The Pepi Companies were struggling in the school vending market, until they changed their model. They partnered with the school for an open canteen. Instead of offering traditional vending, Vic opened an “oasis” on school grounds where the kids could walk up to a window to buy food and snacks. The oasis was run entirely by the student council or student volunteers, was open for certain hours during the day and became a destination point for both students and faculty. “It’s becomes an educational component,” said Donnie. “We can partner with the school. They don’t get commission, but still make money.”

 

Reconsider fresh food

Vic swears by food. “You want a competitive advantage, do food,” he said. He calls catering his marketing – it differentiates him for the customer. He has specially developed recipes that locations come to know and love.

The company found that fresh food was a huge advantage in micro markets, because it is something consumers have been craving. “If you want an advantage, offer fresh food and do it yourself,” said Pemberton.

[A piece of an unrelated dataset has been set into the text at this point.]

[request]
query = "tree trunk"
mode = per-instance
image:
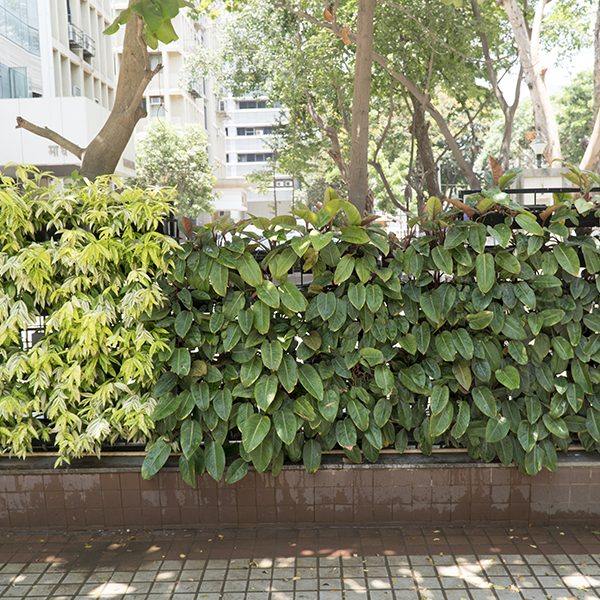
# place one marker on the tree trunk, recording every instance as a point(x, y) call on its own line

In vending and micro markets, Pepi turns fresh food around if it isn’t selling. “It’s about the consumer,” he said. If an item is not selling in a location, they will take it out after three days and put it in another location.

 

Add micro markets

In addition to becoming breakroom experts, the company began using micro markets. They discovered that micro markets, though they look like convenience stores, aren’t. “This is a workplace foodservice,” said Vic. “Micro markets aren’t c-stores and you can’t treat them like one.”  He noted that sales increased nearly 30 percent in micro markets.

When it comes to micro markets and vending, the Pembertons urged that the competition is with convenience stores. “Vending companies need to highlight that what they offer is cheaper than the c-store,” said Pemberton. He recommends customizing each micro market and selling branded apparel.

 

Move to mobile

Cashless is instrumental to the company. That’s why Pepi has gone to 100 percent cashless machines. Additionally, Vic and Donnie stressed the importance of using promotions in vending and micro markets to attract and retain consumer use. The company offers Pepi bucks, which they bundle out of vending machines and consumers can use to purchase products.

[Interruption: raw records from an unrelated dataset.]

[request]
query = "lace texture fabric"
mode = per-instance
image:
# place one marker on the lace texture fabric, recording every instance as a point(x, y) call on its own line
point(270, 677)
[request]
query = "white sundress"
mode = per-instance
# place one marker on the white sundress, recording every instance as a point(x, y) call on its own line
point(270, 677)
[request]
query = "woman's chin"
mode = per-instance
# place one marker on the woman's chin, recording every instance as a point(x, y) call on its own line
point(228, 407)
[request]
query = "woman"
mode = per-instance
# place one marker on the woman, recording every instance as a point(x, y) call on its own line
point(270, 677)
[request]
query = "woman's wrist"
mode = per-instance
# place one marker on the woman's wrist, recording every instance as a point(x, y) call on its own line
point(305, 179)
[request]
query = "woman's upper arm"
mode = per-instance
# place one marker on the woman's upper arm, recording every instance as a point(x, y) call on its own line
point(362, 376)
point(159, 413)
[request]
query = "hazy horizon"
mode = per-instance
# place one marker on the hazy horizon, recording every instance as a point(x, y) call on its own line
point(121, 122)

They also have a Pepi More card which the consumer can load with funds on the company’s Website. Several audience members were curious about the liability of pre-loaded cards and whether or not the Pepi Co. counted those funds as “sales.” Vic suggested they discuss the liability of prepaid cards with their financial advisors.

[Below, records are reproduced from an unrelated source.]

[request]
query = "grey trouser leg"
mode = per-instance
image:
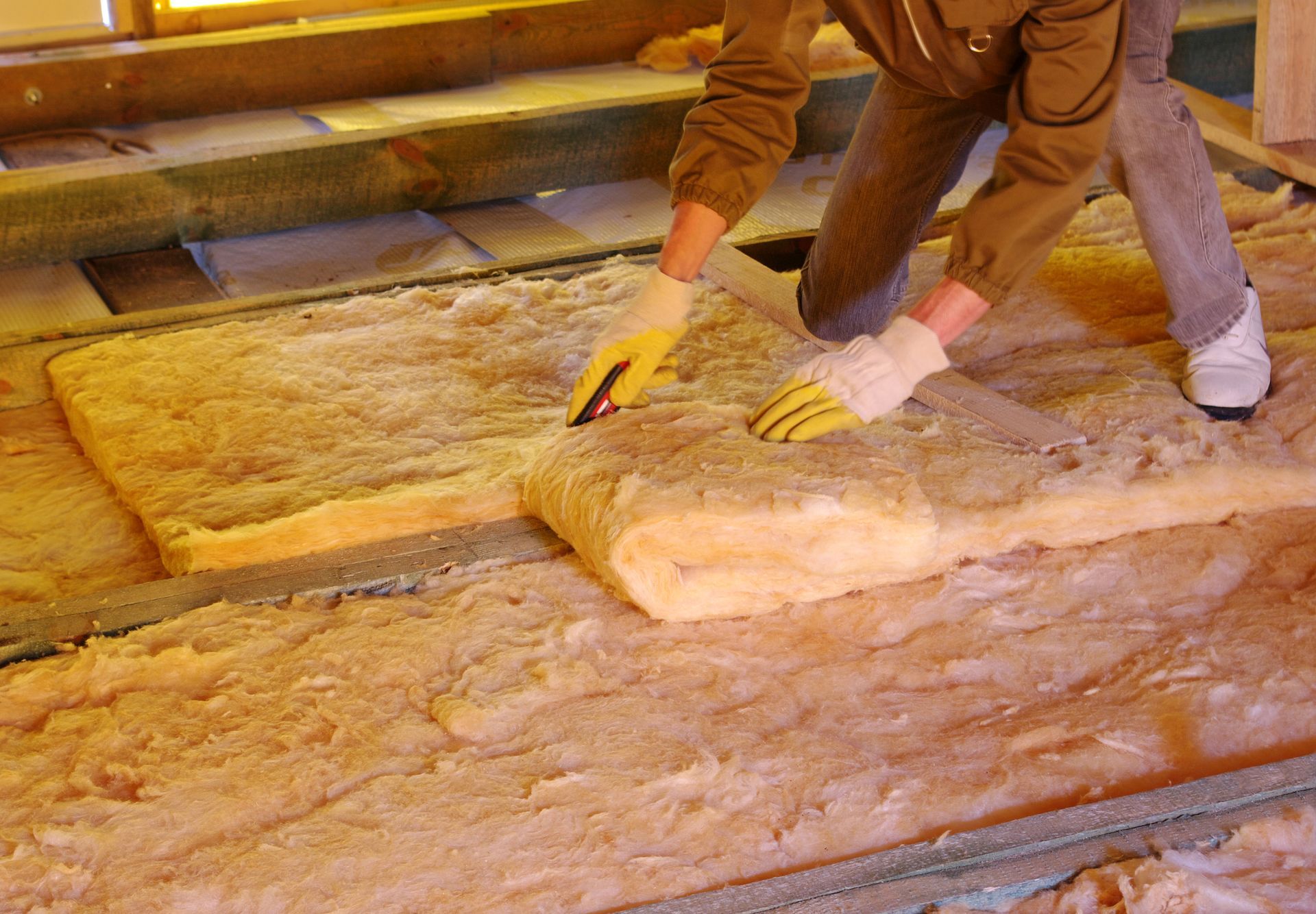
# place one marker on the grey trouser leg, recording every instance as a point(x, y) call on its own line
point(908, 150)
point(1156, 158)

The Pembertons additionally discussed getting rid of the physical card and replacing it with a mobile app. “Don’t put the nutrition facts on the machine, put them on the phone, within an app,” said Vic.

 

Employee satisfaction

The Pepi Companies tries to treat every employee like it’s their birthday. As part of that treatment, the company hires college and high school kids to come and clean and fill route drivers’ trucks so that the driver can come to work and focus on the customer.

The company also asks its employees to take the same NPS survey as their customers. “To build a good team you must put together a team that functions. Are your people in the right seats?” asks Pemberton. The NPS scores help them determine if employees are in the right place and happy.

When customers are happy and employees are happy, it strengthens the operation’s bottom-line. The Pepi Companies have regular meetings to discuss sales numbers, NPS scores and even employee morale. It’s how they have kept the company strong.

 

The Take-Aways

Vending operators can learn a lot by following the secrets of other successful vending companies. Offering multiple methods of payment, re-creating the breakroom experience, offering fresh food and focusing on high NPS scores are just a few ways in which vending companies can evolve with the consumer and increase profitability.